Go ahead and inhale, however. The Court’s decree was a legal setback, but of course it will change very little in those ten states, and it will have absolutely no effect on the tens of millions of Americans who use or contact cannabis every day, whether for medical or recreational purposes. The glaring fact is that the so-called War on Drugs was lost decades ago. True to form, the federal bureaucracy simply cannot admit defeat, and its anti-druggernaut remains bogged down in a Vietnamesque quagmire into which millions of enforcement man-hours and billions of dollars — our tax money — disappear with a vacuous sucking sound.

The public has already left Washington way behind on this issue. So has the rest of the civilized world. We all know about the Netherlands, and the war on weed has been effectively ended in England, Spain, and Italy; in the view of these governments, the cost of enforcement and imprisonment is a waste of money. Canada has essentially legalized personal use of marijuana, although the Mounties still occasionally go after growers, with tragic results. In the foreseeable future, only the United States and Singapore will continue to lump getting high right up there with rape and felonious assault.

Here at home, of course, getting high has become a standard part of a young person’s rite of passage. Not everyone samples cannabis, nor should they, especially if too young. According to my informant at a suburban, upper-middle class high school a few years ago, only fifty percent of teens had tried it, while as many as seventy percent had some contact with the substance. The majority of them went on to college, graduated with satisfactory grades, and entered the work force. As had their toking Boomer parents, many looked ahead at careers in education, medicine, law, business, and government service.

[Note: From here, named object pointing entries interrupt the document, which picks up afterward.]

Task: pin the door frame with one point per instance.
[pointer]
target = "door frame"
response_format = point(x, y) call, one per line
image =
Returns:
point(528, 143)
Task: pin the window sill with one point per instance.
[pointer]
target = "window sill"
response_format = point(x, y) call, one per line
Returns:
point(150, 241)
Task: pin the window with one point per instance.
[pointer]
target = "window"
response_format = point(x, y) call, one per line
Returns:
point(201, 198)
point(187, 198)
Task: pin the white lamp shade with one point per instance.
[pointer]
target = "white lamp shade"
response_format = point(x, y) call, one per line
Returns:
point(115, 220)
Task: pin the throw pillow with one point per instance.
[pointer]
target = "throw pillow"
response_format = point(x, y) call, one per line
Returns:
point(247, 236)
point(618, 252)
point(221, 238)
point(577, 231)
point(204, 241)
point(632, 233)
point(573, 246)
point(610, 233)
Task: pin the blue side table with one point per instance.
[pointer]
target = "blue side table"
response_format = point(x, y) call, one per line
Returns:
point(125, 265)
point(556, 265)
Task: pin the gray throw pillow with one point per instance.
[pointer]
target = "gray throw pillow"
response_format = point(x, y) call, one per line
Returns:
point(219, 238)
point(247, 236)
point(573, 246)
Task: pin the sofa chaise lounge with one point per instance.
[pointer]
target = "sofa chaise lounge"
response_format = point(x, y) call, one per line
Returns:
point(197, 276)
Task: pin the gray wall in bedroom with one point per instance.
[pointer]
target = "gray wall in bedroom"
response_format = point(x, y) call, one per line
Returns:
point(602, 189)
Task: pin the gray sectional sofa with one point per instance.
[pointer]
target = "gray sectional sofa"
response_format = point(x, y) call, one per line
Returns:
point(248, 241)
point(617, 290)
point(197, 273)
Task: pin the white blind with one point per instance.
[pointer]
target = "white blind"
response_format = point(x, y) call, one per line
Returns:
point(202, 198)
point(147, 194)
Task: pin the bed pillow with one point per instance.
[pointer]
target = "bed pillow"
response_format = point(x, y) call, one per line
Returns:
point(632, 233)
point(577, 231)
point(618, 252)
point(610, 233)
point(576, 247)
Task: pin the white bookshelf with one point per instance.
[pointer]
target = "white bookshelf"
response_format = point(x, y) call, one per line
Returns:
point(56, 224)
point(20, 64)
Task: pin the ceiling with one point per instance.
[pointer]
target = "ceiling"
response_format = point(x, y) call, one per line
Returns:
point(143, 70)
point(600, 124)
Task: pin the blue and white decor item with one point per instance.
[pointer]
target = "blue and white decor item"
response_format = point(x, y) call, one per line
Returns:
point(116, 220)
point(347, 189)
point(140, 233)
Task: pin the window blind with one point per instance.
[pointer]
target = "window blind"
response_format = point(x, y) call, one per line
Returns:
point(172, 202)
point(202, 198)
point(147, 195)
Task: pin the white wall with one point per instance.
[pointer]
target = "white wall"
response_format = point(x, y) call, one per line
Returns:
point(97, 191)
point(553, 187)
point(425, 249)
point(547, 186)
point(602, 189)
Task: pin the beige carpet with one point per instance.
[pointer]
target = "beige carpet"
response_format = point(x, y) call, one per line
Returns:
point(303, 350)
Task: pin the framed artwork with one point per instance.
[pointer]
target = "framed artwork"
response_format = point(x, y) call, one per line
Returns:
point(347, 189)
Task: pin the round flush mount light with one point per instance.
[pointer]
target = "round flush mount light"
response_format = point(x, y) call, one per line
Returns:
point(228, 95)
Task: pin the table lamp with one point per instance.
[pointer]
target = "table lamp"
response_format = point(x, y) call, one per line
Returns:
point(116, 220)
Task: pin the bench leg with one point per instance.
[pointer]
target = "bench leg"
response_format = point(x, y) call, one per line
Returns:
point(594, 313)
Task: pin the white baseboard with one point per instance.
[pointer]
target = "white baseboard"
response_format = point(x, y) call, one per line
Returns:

And that is the best evidence for the widespread effects of marijuana and other socialized drugs, whether utilized for medicinal or recreational purposes. We have now seen at least two generations grow up with cannabis and other substances used as commonly as beer, and to similar personal and social effect. The current inhabitor of the White House is the second president in a row to have used marijuana as a college student, although he is probably a bad example, since he did go on to cocaine and alcohol abuse. Still, he did not become genuinely dangerous and start killing people until he got hooked on religion.

In the Seventies we used to believe that today’s Prohibition would end as soon as someone who smoked dope got elected president. We could not imagine that someone who had actually enjoyed marijuana and other social drugs, and not only survived but thrived, could support throwing others in prison for doing so. As cliché would have it, those were more innocent times, and we didn’t know then what we know now. We underestimated the deleterious effects of power addiction. Apparently cannabis did have an effect on their long-term memories; these users forgot that it had done them no harm.

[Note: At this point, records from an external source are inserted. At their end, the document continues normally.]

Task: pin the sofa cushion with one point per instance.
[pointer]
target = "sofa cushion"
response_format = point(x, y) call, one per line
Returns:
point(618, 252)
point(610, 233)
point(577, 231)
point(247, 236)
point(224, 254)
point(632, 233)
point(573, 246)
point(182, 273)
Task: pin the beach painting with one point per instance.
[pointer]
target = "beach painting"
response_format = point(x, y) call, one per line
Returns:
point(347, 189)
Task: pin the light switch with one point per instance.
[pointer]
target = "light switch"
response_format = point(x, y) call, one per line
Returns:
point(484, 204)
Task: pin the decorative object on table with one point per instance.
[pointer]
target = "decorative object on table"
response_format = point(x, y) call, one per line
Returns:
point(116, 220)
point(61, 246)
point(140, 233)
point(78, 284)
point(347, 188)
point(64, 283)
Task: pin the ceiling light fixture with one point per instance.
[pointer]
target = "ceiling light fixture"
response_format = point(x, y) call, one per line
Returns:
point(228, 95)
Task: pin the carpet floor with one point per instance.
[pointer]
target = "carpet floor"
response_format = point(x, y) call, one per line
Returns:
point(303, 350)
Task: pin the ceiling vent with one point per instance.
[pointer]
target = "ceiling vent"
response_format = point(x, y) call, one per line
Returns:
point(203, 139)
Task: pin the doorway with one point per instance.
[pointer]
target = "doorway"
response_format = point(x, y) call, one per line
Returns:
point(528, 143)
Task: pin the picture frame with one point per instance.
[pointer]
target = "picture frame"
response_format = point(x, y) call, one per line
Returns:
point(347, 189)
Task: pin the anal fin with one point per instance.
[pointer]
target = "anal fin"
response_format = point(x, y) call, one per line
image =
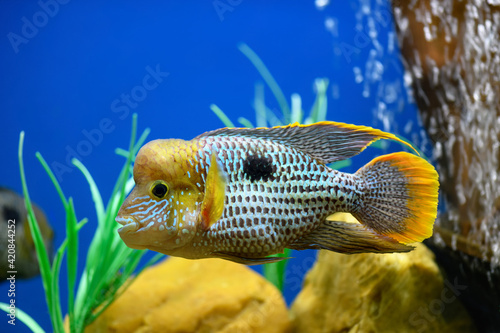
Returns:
point(248, 261)
point(345, 237)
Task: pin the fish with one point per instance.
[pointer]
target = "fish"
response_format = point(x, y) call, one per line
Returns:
point(17, 249)
point(244, 194)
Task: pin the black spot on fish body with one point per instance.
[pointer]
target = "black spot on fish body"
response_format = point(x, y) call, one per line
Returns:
point(258, 168)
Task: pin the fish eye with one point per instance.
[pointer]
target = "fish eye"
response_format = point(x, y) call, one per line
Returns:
point(159, 189)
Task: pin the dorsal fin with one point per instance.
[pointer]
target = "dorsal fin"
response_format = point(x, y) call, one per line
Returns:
point(215, 193)
point(326, 141)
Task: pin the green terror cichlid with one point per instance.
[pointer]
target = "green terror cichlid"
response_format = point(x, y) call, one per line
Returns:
point(243, 194)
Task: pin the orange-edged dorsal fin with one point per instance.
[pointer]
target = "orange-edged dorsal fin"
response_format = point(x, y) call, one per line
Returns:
point(246, 260)
point(215, 192)
point(326, 141)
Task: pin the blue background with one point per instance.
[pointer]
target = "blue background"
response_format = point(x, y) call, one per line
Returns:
point(64, 77)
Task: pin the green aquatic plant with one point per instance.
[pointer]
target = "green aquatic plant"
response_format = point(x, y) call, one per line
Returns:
point(110, 264)
point(294, 113)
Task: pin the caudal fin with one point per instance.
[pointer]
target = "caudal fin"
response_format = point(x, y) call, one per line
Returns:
point(401, 197)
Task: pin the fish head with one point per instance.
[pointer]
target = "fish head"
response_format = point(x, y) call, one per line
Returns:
point(161, 212)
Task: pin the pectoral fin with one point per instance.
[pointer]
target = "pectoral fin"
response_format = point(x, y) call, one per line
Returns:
point(215, 193)
point(248, 261)
point(346, 237)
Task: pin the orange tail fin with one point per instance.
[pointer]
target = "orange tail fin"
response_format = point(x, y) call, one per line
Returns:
point(401, 197)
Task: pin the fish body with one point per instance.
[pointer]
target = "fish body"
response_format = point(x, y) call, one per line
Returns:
point(244, 194)
point(15, 235)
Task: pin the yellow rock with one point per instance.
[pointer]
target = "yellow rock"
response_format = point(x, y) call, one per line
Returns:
point(401, 292)
point(208, 295)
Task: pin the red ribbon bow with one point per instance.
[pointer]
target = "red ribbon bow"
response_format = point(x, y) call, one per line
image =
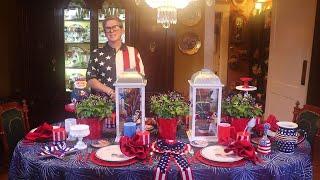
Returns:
point(133, 147)
point(272, 120)
point(243, 149)
point(42, 133)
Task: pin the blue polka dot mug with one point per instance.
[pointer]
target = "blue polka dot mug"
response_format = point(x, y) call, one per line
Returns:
point(287, 136)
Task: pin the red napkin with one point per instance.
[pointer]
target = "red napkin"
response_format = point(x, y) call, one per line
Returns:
point(272, 120)
point(133, 147)
point(243, 149)
point(42, 133)
point(70, 107)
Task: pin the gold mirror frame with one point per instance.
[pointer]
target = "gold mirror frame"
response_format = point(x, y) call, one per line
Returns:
point(189, 43)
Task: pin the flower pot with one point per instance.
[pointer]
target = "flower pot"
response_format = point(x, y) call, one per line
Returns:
point(95, 126)
point(167, 128)
point(238, 124)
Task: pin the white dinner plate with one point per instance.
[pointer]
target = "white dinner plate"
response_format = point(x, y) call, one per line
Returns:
point(112, 153)
point(199, 143)
point(54, 127)
point(216, 153)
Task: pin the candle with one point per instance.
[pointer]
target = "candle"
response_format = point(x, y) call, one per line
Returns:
point(58, 134)
point(129, 129)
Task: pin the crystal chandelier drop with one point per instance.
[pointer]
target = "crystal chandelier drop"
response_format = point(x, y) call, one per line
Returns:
point(167, 10)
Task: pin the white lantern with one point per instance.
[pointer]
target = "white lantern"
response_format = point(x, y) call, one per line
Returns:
point(205, 108)
point(130, 101)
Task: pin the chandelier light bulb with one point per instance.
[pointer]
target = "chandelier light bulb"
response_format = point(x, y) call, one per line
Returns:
point(210, 2)
point(137, 2)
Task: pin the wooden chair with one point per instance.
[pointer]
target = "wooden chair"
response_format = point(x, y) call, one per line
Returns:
point(308, 119)
point(14, 124)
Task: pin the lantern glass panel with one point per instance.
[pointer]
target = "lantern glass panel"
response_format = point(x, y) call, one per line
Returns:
point(129, 107)
point(206, 112)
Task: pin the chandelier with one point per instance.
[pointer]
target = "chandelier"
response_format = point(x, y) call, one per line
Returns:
point(166, 10)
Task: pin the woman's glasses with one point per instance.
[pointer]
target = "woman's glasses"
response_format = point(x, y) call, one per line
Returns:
point(112, 28)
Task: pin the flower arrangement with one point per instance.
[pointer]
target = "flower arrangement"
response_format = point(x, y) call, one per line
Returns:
point(241, 106)
point(169, 105)
point(94, 106)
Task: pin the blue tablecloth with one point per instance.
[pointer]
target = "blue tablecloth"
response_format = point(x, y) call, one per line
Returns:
point(26, 164)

In the face of such stubborn stupidity, all that the freedom-loving American citizen can do is stay the course. Sure — continue to push for easing legal proscriptions at the state and national levels, whenever possible. But don’t bother waiting for our legislators or courts to catch up with reality. This is the perfect cause for widespread civil disobedience, and that is exactly what is happening. Handwringers worry openly about what message would be conveyed to our youth by the legalization of marijuana for any purpose. The message they are getting right now from our drug laws is that the government is stupid and irrelevant.

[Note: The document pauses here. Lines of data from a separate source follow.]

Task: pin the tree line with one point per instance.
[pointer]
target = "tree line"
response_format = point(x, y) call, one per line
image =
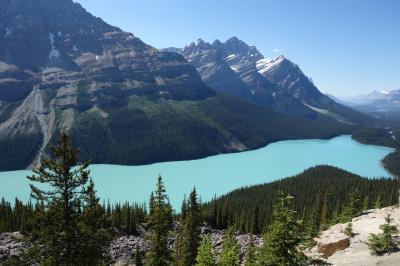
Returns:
point(67, 224)
point(324, 195)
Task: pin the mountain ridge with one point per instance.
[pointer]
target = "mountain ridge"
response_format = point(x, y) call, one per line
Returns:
point(121, 100)
point(241, 70)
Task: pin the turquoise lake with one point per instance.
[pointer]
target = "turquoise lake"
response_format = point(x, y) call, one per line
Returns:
point(216, 175)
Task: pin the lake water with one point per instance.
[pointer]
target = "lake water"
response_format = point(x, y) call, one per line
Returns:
point(219, 174)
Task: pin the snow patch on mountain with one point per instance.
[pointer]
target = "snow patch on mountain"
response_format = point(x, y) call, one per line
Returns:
point(230, 57)
point(54, 53)
point(265, 65)
point(8, 32)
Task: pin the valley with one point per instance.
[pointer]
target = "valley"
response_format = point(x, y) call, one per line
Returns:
point(117, 151)
point(222, 173)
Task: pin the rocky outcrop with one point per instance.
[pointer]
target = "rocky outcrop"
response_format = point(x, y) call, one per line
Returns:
point(11, 245)
point(341, 250)
point(123, 247)
point(331, 242)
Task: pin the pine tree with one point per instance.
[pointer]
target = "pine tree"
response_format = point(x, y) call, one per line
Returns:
point(385, 242)
point(366, 203)
point(349, 230)
point(59, 232)
point(191, 232)
point(353, 208)
point(138, 257)
point(325, 213)
point(282, 240)
point(250, 258)
point(160, 221)
point(230, 252)
point(93, 232)
point(255, 223)
point(378, 202)
point(205, 254)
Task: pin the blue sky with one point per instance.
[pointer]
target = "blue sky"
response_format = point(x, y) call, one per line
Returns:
point(347, 47)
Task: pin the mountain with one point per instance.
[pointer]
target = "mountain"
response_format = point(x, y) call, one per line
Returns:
point(121, 100)
point(379, 103)
point(241, 70)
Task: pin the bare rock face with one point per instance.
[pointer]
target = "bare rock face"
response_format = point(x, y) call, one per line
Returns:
point(341, 250)
point(10, 245)
point(331, 241)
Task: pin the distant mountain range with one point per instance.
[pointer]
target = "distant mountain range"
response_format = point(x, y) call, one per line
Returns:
point(125, 102)
point(237, 69)
point(379, 103)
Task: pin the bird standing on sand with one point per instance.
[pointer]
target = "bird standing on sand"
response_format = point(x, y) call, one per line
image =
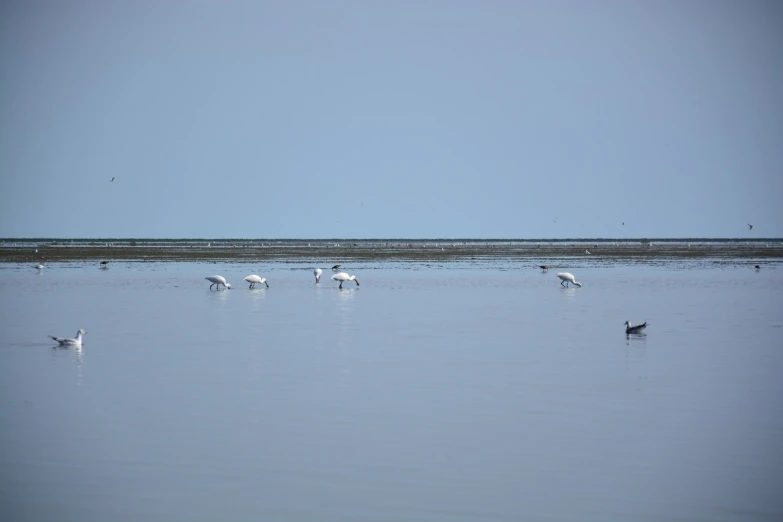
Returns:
point(566, 278)
point(343, 277)
point(639, 328)
point(253, 279)
point(70, 342)
point(217, 280)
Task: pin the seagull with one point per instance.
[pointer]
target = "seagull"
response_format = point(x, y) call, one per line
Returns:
point(639, 328)
point(566, 278)
point(253, 279)
point(70, 342)
point(217, 280)
point(343, 277)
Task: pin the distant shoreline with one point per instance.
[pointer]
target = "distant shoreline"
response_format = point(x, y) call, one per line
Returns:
point(342, 251)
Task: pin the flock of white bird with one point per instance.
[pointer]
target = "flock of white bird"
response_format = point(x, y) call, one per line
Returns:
point(566, 279)
point(253, 279)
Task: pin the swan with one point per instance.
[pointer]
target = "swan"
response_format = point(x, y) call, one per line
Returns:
point(566, 278)
point(70, 342)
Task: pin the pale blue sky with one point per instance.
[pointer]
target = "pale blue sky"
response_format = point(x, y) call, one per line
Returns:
point(359, 119)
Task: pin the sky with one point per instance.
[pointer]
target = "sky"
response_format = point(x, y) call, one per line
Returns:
point(391, 119)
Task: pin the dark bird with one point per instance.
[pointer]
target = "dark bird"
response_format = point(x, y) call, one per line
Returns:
point(639, 328)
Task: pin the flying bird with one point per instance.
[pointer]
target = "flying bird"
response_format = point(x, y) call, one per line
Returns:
point(343, 277)
point(217, 280)
point(70, 342)
point(253, 279)
point(639, 328)
point(566, 278)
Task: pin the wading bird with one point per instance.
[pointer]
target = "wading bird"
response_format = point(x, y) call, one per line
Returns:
point(253, 279)
point(343, 277)
point(566, 278)
point(70, 342)
point(639, 328)
point(217, 280)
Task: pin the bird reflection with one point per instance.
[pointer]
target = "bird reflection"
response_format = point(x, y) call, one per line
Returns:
point(78, 356)
point(568, 292)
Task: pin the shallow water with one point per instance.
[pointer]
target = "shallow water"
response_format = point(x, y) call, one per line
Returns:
point(449, 392)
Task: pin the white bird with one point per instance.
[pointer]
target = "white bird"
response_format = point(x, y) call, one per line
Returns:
point(253, 279)
point(639, 328)
point(566, 278)
point(70, 342)
point(343, 277)
point(217, 280)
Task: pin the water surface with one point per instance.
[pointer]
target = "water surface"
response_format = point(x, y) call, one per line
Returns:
point(449, 392)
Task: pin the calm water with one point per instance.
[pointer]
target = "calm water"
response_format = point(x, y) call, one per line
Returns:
point(444, 393)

With the June 6 decision, the High Court has admitted that our prosecution of drug users has little to do with real dangers to public health and safety, and everything to do with the pure exercise of legal authority. Thus, it acknowledged that, especially in the case of cannabis, drug crimes are purely political crimes, and the people serving time for them are political prisoners.

Much is made today of our ideologically divided nation. This issue, however, not about liberal versus conservative, left versus right. No — it pits the governing class against the rest of us.